Perform the partial fraction decomposition of the following rational function: \(\frac{3x^2-2x+1}{x^3-x^2}\).

Step 1 ：Step 1: To perform the partial fraction decomposition, we first factorize the denominator. Here, \(x^3-x^2\) can be factorized to \(x^2(x-1)\).

Step 2 ：Step 2: Once we have the factors, we can write the rational function as a sum of simpler fractions. We get: \(\frac{3x^2-2x+1}{x^2(x-1)} = \frac{A}{x} + \frac{B}{x^2} + \frac{C}{x-1}\) where A, B, and C are constants to be determined.

Step 3 ：Step 3: Clearing the fractions, we get: \(3x^2-2x+1 = A(x^2)(x-1) + B(x)(x-1) + C(x^2)\).

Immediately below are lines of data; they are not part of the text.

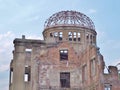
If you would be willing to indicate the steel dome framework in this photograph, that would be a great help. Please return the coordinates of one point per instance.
(69, 18)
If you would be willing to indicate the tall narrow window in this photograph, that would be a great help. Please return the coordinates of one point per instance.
(107, 87)
(84, 73)
(65, 79)
(27, 74)
(11, 75)
(70, 36)
(60, 36)
(63, 55)
(87, 36)
(92, 62)
(78, 36)
(56, 34)
(51, 35)
(74, 36)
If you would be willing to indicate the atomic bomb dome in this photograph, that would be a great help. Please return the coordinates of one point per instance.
(69, 18)
(67, 59)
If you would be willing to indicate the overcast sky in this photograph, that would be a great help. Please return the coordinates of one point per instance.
(27, 17)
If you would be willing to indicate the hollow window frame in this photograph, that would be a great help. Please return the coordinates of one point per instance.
(63, 54)
(65, 79)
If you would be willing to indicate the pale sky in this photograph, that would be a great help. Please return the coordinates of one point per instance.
(27, 17)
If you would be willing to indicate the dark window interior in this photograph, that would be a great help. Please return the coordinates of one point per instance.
(27, 74)
(65, 79)
(63, 54)
(51, 35)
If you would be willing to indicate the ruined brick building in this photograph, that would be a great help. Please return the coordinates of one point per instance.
(67, 59)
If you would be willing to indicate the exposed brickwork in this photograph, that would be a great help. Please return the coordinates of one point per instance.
(85, 64)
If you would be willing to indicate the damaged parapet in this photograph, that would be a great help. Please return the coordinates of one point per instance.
(67, 59)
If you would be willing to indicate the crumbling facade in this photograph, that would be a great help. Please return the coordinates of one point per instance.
(67, 59)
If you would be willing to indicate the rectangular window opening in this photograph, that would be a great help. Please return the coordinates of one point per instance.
(78, 36)
(63, 55)
(74, 35)
(27, 74)
(51, 35)
(84, 73)
(70, 36)
(60, 36)
(107, 87)
(65, 79)
(92, 62)
(11, 75)
(28, 50)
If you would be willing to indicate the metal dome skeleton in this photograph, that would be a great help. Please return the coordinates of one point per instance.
(69, 18)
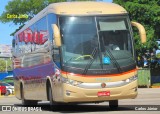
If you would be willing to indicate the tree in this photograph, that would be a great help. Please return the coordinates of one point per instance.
(2, 65)
(147, 13)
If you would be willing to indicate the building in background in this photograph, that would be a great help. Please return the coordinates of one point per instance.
(5, 51)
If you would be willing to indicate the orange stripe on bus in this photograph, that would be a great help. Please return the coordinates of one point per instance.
(73, 74)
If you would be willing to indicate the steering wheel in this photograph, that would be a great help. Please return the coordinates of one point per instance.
(83, 56)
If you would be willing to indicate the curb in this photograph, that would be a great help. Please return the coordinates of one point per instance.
(155, 86)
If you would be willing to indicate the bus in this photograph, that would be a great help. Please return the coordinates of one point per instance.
(76, 52)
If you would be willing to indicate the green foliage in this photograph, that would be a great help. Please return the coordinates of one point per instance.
(2, 65)
(146, 12)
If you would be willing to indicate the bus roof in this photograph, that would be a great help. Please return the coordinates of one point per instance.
(86, 8)
(77, 8)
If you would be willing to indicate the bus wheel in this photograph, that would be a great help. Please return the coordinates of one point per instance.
(113, 104)
(27, 102)
(7, 93)
(52, 107)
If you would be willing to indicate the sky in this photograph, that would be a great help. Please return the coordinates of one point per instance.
(8, 28)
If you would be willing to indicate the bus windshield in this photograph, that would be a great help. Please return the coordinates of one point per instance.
(88, 42)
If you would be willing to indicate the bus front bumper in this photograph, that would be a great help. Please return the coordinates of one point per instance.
(76, 94)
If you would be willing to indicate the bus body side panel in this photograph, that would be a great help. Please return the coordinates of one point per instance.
(34, 56)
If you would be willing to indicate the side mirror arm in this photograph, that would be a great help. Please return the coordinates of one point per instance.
(142, 31)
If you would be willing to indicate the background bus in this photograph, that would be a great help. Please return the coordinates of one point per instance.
(76, 52)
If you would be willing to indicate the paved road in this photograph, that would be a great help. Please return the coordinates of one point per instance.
(146, 96)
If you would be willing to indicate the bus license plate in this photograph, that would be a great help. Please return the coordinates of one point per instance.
(103, 93)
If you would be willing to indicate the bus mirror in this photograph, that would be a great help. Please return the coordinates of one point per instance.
(56, 33)
(142, 31)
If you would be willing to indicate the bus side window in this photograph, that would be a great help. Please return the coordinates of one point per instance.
(13, 43)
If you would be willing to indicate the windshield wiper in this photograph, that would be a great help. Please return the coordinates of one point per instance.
(113, 60)
(91, 61)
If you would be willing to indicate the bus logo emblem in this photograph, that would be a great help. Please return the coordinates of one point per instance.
(103, 85)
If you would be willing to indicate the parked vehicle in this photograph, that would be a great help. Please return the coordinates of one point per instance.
(9, 88)
(3, 89)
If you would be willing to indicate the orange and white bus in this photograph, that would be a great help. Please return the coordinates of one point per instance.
(76, 52)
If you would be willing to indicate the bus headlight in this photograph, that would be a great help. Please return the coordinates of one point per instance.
(133, 78)
(69, 81)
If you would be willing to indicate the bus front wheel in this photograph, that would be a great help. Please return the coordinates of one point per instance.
(52, 103)
(27, 102)
(113, 104)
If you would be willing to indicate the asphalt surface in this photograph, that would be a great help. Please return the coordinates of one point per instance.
(147, 101)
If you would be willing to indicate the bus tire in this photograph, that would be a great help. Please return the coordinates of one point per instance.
(27, 102)
(113, 104)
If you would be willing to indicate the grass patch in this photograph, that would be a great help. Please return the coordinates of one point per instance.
(156, 84)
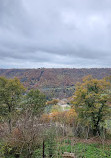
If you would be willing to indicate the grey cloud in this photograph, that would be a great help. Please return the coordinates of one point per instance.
(65, 33)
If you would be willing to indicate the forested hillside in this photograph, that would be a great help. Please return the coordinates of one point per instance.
(58, 82)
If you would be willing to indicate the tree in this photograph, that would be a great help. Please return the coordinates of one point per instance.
(91, 102)
(35, 102)
(10, 94)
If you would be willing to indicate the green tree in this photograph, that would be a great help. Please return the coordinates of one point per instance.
(11, 91)
(35, 102)
(91, 102)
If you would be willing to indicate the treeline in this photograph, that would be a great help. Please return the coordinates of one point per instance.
(50, 80)
(26, 126)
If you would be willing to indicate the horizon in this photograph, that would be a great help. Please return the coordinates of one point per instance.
(55, 34)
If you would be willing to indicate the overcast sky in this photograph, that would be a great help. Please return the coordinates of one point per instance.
(55, 33)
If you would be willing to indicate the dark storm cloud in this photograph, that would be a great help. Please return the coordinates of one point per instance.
(58, 33)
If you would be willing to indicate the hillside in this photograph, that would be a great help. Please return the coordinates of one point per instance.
(58, 82)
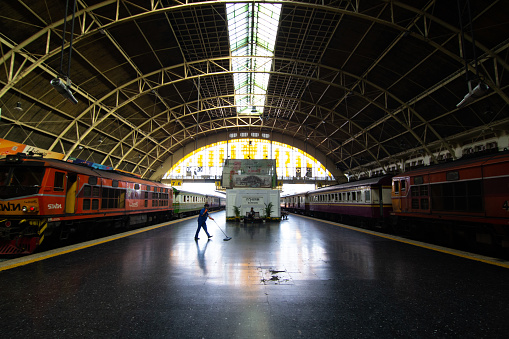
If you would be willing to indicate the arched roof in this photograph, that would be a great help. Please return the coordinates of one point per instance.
(363, 82)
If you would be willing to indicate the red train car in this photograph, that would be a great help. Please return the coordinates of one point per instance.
(466, 198)
(47, 197)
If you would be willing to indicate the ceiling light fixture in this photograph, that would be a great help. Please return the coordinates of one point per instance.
(18, 107)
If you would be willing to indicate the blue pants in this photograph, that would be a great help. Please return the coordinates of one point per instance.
(204, 226)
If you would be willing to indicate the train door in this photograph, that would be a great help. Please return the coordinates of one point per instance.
(70, 196)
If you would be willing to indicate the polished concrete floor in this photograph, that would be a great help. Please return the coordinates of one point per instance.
(298, 278)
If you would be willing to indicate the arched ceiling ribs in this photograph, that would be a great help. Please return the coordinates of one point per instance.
(190, 69)
(227, 123)
(19, 62)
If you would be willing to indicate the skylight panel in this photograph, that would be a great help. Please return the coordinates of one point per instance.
(251, 28)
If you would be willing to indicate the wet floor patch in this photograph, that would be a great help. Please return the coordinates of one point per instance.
(272, 276)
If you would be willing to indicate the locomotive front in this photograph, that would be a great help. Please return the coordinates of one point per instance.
(21, 225)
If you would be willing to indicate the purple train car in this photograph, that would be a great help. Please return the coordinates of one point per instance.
(368, 201)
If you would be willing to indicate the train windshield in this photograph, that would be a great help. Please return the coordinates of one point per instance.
(20, 181)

Step 4 ：Step 4: Expanding and collecting like terms, we get: \(3x^2-2x+1 = (A+C)x^2 + (-A+B)x + A\).

Step 5 ：Step 5: Comparing coefficients of the powers of x, we can set up three equations: \(A+C=3\), \(-A+B=-2\), and \(A=1\).

Step 6 ：Step 6: Solving these equations, we find: \(A=1\), \(B=1\), and \(C=2\).

Step 7 ：Step 7: Substituting the values of A, B, and C into the partial fractions, we get: \(\frac{3x^2-2x+1}{x^3-x^2} = \frac{1}{x} + \frac{1}{x^2} + \frac{2}{x-1}\).